The current sources are electronic circuits that provide a constant current. In this post, are shown some examples.
Ideal and real current sources
Ideally, a current source provides constant current independent of load resistance or impedance. In practice, the current source has a parallel resistance that is very high, but not infinite. Therefore, the provided current will decrease with the increase of voltage drop on load, due to impedance increase.
Why use current sources?
In many situations, it’s necessary to provide a constant current independent of voltage drop on load. Some application examples:
- Batteries are recharged with current sources.
- For resistive heating systems to keep a constant temperature, the current also must be constant.

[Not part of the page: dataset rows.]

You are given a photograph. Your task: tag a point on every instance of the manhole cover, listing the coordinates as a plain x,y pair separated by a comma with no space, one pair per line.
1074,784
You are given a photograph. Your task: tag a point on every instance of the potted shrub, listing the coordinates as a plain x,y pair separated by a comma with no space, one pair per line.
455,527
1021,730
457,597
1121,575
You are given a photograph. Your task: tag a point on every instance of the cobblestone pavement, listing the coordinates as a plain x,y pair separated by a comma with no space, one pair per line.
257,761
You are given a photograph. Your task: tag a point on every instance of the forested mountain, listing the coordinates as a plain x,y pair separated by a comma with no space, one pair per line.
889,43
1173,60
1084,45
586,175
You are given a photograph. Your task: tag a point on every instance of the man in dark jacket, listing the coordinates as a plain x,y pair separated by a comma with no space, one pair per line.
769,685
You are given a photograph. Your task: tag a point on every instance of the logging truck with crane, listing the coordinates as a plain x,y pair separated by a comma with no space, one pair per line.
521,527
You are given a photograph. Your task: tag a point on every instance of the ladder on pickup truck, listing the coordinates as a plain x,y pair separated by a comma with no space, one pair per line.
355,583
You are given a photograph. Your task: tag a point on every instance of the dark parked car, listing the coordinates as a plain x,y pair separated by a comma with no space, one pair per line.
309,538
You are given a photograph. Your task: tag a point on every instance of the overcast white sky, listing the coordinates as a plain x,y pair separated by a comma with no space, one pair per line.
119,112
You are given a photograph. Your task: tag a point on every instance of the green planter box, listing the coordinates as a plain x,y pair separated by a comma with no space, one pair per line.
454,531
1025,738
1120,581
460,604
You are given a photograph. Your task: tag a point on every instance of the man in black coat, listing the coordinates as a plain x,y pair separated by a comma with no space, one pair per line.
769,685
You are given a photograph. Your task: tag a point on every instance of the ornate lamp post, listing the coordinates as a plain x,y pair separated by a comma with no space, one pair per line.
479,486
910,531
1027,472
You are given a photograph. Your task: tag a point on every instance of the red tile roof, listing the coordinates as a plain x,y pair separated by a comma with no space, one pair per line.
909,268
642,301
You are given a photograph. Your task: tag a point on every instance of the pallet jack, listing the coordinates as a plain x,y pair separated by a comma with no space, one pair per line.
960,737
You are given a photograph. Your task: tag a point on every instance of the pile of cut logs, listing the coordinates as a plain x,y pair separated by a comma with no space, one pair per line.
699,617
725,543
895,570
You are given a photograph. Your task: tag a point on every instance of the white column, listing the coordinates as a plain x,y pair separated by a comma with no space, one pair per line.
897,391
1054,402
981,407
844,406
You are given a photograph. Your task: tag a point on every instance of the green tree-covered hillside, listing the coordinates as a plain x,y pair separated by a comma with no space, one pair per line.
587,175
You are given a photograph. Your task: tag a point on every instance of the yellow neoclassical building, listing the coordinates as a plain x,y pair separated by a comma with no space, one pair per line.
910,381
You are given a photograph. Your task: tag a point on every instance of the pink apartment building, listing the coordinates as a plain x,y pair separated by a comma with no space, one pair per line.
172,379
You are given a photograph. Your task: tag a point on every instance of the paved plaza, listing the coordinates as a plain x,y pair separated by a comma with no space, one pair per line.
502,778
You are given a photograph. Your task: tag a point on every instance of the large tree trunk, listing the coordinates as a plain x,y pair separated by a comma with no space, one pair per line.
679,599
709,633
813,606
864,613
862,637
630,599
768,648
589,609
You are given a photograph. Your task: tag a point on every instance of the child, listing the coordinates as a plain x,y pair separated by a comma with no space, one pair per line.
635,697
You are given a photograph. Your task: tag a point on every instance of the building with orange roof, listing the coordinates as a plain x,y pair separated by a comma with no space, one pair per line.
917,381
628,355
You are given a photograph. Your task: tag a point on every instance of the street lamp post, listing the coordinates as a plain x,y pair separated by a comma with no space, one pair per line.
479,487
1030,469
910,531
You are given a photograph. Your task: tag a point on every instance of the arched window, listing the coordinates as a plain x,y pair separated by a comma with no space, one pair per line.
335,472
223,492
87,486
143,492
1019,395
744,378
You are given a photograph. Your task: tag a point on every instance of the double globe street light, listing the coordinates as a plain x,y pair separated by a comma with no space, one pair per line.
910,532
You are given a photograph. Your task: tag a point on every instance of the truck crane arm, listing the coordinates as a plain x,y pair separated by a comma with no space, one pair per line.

- LEDs that need to keep the brightness use this type of source.
The simplest current source
The simplest current source consists of a voltage source in series with a resistor.
This configuration is an economical solution to charge batteries. However, considerable power is wasted by the series resistor. In addition to this, the current changes when load impedance changes.
Designing some current sources
Current source with voltage regulator
The voltage regulator LM317T can be used as a constant current source.
Warning: to this circuit to work, you must use LM317T, not LM317. Otherwise, the output current will change if voltage input Vin changes.
The equation to calculate current output I_{o}.
I_{o}=\frac{1.25}{R}
The R value that I choose was 1 kΩ. Therefore, I_{o} must be 1.25 mA.
Current mirror
In this circuit, the current that passes through R resistor has the same value as current I through T2’s collector. In this post, are shown current mirrors which use BJT transistors, this component’s operation is in the following link.
How BJT transistor works?Click here
To avoid burning transistors it’s necessary to put a resistor between ground and emitter terminal in each transistor.
- Both Re1 and Re2 are 68 Ω.
- The value Vcc from the source is 12 V.
- T1 and T2 are TIP122. Because lower power transistors will heat up too much, could burn.
- I current must be 30 mA.
Calculating R using Kirchhoff’s voltage sum law. The base-emitter voltage Vbe is 0.7 V.
R+Re=\frac{Vcc-Vbe}{Io}
R+68=\frac{12-0.7}{30m}
R=308\Omega
Was used the commercial value 330 Ω.
Adding more load, value is approximately the same.
Designing a current mirror with pnp. This time the used model is TIP127.
- The supply voltage is 10 V.
- Resistors on emitter terminals have 150 Ω.
- For Rc, I choose the commercial value 470 Ω.
Calculating I2 current.
V=I2\cdot Re1+Vbe+I2\cdot Rc
10=I2\cdot 150+0,7+I2\cdot 470
I2=15mA